This month, negotiations over the Trans-Pacific Partnership resume in Australia. Officials from the United States and 11 other major economies are meeting to settle the final details of the trade pact, with the hope of passing the final deal by year’s end. The particulars of the agreement could have a massive impact on the Connecticut economy.
One contentious issue is the intellectual property rights afforded pharmaceutical firms. These businesses play an essential role in our state economy. Without sufficiently strong intellectual property protection, the drug industry would be unable to continue its innovative work to develop new drug products. Local workers could lose out on jobs, and patients all over the world could lose out on new lifesaving medications.
The biopharmaceutical sector plays an essential role in our state economy.

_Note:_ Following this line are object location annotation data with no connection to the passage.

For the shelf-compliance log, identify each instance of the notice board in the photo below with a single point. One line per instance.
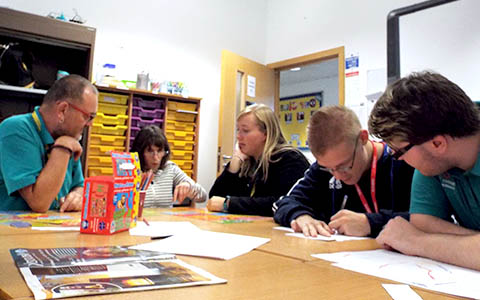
(295, 112)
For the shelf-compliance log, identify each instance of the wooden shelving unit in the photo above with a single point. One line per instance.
(179, 117)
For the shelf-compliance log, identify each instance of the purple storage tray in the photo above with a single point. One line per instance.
(148, 103)
(145, 113)
(140, 123)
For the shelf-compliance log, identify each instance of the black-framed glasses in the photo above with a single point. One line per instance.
(87, 116)
(396, 154)
(347, 168)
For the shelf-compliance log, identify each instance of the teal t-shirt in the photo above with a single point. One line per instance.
(23, 143)
(455, 192)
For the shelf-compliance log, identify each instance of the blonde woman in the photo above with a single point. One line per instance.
(263, 167)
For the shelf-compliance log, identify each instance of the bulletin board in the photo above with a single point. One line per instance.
(295, 112)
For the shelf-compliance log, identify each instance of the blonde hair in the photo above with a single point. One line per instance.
(275, 141)
(330, 126)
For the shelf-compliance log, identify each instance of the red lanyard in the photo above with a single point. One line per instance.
(373, 174)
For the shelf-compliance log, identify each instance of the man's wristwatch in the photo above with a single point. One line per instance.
(226, 203)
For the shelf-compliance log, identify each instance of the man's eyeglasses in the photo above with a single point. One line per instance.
(87, 116)
(347, 168)
(396, 154)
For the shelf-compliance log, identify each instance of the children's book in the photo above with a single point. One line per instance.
(69, 272)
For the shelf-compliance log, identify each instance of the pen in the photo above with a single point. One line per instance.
(344, 202)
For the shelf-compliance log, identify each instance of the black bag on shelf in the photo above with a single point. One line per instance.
(16, 65)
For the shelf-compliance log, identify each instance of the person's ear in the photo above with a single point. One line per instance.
(364, 136)
(438, 144)
(61, 108)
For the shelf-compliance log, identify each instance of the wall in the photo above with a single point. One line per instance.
(314, 25)
(173, 40)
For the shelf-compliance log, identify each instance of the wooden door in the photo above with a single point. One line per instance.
(233, 97)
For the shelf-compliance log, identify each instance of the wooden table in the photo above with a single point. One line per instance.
(275, 271)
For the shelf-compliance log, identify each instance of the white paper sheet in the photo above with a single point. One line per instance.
(162, 229)
(206, 244)
(401, 292)
(334, 237)
(412, 270)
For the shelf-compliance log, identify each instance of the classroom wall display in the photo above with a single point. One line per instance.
(295, 112)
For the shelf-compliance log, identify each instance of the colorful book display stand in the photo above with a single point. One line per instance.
(111, 203)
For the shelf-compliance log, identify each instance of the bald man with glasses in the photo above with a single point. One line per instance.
(40, 167)
(355, 186)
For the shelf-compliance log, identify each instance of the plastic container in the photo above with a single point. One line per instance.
(99, 171)
(110, 130)
(174, 105)
(181, 145)
(180, 135)
(183, 126)
(99, 161)
(139, 122)
(157, 103)
(112, 98)
(107, 140)
(181, 116)
(145, 113)
(182, 155)
(133, 132)
(101, 118)
(112, 109)
(184, 164)
(99, 150)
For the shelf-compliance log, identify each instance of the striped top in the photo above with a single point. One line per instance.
(160, 191)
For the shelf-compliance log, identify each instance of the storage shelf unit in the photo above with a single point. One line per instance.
(122, 113)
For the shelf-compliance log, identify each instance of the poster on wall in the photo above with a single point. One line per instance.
(295, 112)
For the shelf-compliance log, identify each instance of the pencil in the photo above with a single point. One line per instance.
(344, 202)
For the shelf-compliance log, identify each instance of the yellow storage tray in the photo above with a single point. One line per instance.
(183, 126)
(101, 118)
(106, 129)
(107, 140)
(99, 171)
(112, 109)
(181, 145)
(179, 135)
(103, 150)
(99, 161)
(181, 116)
(179, 154)
(184, 164)
(112, 98)
(174, 105)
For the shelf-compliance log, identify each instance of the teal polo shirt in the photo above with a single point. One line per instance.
(455, 192)
(23, 143)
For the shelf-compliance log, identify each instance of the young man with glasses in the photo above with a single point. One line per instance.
(40, 167)
(354, 187)
(431, 123)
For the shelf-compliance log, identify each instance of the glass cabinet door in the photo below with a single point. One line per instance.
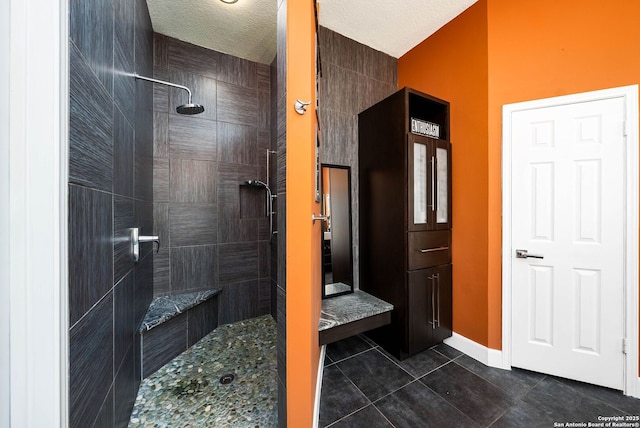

It directly supports nearly 13,000 jobs and drives about $9 billion in annual economic output.
Developing new, lifesaving drugs is a long, research-intensive, and often unpredictable process. The drug industry invests more than $50 billion in research and development every year. The advanced class of drugs called “biologics” — extremely complex treatments derived from living organisms — cost more than $1 billion on average to develop. These sums are particularly impressive considering that most of the drug compounds under development never reach the market.

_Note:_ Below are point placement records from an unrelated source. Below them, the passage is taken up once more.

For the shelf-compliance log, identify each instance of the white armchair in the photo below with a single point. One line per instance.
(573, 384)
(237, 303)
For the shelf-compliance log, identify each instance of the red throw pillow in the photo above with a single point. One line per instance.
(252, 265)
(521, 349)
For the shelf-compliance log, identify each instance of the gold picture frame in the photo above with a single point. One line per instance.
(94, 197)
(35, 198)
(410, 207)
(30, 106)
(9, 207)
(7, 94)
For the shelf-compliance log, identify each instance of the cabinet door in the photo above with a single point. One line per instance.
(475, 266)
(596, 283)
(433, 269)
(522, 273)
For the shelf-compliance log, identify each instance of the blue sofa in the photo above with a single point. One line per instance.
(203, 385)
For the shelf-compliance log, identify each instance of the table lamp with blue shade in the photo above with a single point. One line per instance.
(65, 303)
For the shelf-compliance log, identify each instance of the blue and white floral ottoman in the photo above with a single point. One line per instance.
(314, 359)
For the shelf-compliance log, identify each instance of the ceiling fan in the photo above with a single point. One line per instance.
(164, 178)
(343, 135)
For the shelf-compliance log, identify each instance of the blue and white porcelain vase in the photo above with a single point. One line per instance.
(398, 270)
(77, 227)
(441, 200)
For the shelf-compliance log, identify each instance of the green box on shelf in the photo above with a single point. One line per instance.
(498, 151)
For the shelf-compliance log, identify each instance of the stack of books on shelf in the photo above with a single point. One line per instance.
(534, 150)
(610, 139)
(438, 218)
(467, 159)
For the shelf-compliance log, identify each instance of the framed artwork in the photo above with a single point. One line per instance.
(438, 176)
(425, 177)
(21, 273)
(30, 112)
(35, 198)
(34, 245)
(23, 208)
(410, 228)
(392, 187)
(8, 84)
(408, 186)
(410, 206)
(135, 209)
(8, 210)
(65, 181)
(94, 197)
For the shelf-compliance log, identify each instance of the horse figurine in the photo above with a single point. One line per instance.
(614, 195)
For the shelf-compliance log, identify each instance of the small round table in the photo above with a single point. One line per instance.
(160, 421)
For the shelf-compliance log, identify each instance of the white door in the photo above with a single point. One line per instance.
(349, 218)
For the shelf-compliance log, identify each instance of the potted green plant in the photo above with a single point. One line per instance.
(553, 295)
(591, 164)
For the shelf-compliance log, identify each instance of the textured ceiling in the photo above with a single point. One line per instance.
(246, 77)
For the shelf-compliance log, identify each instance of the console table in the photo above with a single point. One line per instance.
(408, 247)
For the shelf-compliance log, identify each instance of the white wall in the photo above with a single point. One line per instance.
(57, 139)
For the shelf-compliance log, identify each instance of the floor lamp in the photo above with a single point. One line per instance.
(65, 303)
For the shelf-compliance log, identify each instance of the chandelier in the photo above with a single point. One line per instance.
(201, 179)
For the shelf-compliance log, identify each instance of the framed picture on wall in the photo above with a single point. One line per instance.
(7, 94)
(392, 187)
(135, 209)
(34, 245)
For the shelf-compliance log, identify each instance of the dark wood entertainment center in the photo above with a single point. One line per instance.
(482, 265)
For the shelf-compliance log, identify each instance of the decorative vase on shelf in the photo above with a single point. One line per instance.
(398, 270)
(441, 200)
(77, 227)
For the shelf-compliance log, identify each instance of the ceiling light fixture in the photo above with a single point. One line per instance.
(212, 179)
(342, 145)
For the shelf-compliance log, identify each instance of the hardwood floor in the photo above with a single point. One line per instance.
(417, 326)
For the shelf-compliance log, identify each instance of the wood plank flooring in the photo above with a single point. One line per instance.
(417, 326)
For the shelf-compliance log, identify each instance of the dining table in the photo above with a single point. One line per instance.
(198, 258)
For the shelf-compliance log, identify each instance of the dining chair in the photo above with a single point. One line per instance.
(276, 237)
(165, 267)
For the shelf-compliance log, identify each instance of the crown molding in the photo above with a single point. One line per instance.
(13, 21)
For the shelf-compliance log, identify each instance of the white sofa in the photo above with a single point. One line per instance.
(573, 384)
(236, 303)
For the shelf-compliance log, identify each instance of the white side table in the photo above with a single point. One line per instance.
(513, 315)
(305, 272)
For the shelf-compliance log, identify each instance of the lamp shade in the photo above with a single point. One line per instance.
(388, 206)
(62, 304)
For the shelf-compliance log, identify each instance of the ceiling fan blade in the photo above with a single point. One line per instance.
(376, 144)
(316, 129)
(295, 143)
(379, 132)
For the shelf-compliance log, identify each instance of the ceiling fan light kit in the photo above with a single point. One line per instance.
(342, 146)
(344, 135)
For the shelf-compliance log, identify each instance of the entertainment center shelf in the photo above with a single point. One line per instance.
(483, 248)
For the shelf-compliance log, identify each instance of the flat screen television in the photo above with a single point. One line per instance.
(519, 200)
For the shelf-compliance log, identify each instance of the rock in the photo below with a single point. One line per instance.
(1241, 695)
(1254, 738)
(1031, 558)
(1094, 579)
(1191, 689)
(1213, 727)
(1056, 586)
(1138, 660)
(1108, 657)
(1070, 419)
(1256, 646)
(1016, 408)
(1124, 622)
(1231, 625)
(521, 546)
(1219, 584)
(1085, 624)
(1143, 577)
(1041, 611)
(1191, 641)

Strong intellectual property rights are crucial to the health of the state pharmaceutical industry, because these rights enable drug firms to offset part of their massive research and development expenditures. And because they are so research-intensive, biologics are accorded an extra intellectual property right called “data protection,” which provides innovative drug developers with a temporary exclusivity period during which their data is protected from unfair access by would-be biosimilar or generic manufacturers.
Small firms account for the majority of new biologic drugs. Typically, they’ve put all their money into a single promising compound in the hope it will eventually grow into an important new treatment. Smaller operations are particularly in need of guaranteed market exclusivity to have any chance of making back their investment.

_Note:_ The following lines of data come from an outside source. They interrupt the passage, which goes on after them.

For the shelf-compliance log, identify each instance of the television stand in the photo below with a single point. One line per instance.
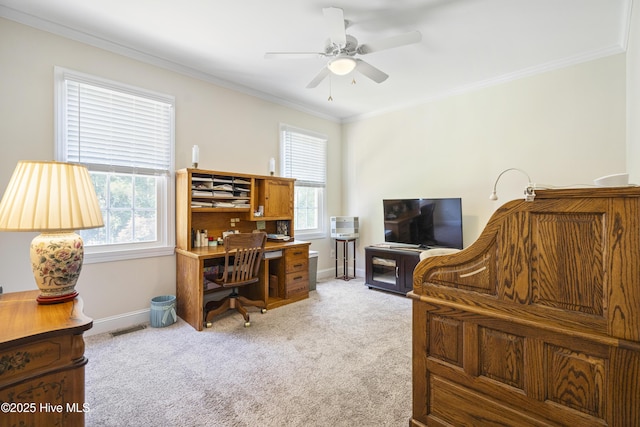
(390, 268)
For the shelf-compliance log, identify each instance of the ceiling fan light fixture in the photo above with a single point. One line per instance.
(342, 65)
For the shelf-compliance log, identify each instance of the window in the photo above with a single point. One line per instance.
(304, 157)
(125, 137)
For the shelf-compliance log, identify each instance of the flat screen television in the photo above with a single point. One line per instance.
(424, 223)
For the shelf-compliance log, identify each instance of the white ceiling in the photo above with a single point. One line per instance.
(465, 43)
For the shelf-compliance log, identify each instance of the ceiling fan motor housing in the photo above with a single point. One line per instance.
(348, 49)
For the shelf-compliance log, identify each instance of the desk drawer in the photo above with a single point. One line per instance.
(297, 283)
(296, 259)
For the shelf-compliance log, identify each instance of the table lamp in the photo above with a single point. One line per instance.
(55, 198)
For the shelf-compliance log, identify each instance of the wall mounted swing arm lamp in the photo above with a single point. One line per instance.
(529, 191)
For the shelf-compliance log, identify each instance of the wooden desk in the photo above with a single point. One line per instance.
(291, 269)
(41, 361)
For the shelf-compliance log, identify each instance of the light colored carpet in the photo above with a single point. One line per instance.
(340, 358)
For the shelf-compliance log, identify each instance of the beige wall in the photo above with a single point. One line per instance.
(563, 127)
(235, 132)
(633, 97)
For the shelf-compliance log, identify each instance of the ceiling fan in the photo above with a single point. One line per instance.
(342, 49)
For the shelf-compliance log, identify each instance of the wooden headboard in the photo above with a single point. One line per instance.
(538, 321)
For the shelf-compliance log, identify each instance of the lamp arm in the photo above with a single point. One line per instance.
(529, 191)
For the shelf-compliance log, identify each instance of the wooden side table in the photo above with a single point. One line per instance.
(345, 259)
(42, 361)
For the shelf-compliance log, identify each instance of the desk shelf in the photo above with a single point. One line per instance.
(292, 286)
(264, 203)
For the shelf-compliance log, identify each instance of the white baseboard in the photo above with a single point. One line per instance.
(134, 318)
(121, 321)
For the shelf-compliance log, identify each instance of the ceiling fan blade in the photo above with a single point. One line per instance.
(391, 42)
(334, 17)
(370, 71)
(294, 55)
(318, 78)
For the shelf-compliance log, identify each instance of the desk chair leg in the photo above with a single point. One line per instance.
(213, 308)
(253, 303)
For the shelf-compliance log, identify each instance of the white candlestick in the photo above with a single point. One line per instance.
(272, 166)
(195, 155)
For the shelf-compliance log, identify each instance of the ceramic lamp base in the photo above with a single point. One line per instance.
(55, 300)
(56, 260)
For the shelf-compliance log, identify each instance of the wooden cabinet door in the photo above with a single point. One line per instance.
(278, 199)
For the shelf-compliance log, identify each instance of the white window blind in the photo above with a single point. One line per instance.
(125, 137)
(110, 130)
(304, 157)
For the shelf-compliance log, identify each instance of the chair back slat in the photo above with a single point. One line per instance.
(243, 254)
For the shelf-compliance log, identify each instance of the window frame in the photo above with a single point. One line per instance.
(165, 185)
(322, 231)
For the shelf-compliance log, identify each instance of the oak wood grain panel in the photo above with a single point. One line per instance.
(556, 340)
(445, 339)
(576, 380)
(567, 261)
(623, 229)
(501, 357)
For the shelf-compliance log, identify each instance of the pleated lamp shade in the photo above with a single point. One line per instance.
(55, 198)
(46, 196)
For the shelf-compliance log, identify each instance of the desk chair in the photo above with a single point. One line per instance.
(243, 254)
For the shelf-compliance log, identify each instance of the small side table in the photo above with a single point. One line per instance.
(345, 259)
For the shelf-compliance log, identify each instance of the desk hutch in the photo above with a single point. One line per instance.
(222, 201)
(537, 323)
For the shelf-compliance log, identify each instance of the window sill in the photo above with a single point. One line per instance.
(310, 236)
(128, 254)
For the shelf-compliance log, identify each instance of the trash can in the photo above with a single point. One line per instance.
(163, 311)
(313, 269)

Right now, American law provides biologics with 12 years of data protection. Research indicates this is just the right amount of time to preserve the incentives for innovation. This period represents a very fair and necessary provision that is consistent with the 12-year period afforded in the United States under the Affordable Care Act. If the protection term were set any shorter, the rate of drug development could drop dramatically. American officials need to fight to preserve this 12-year period in the Trans Pacific Partnership.
Fortunately, Connecticut Gov. Dannel P. Malloy has recognized as much, and joined six other governors in signing a letter to the president urging him to “include very strong intellectual property rights provisions” in the final deal. The letter smartly notes that drug firms “depend heavily on their ability to secure and enforce intellectual property rights for a fair playing field with competitors.”
Unfortunately, trade officials from several other countries are pushing hard to ratchet back data protections. They want to allow low-cost, generic versions of popular biologics to unfairly enter the market sooner. Such a move may well save drug costs in the short run. But it will force drug firms to dramatically scale back their research operations, leading to fewer breakthrough drugs and worse patient health over the long run.
Once passed, the Trans-Pacific Partnership could provide Connecticut companies with expanded access to some of the world’s fastest-growing economies, including Malaysia, Singapore, Japan and Australia. This development should spur local growth for decades to come. However, as trade negotiators meet to hammer down the final details of the pact, they need to fight to retain fair rules of commerce — and chief among them is a robust data protection period for high-tech biologic drugs.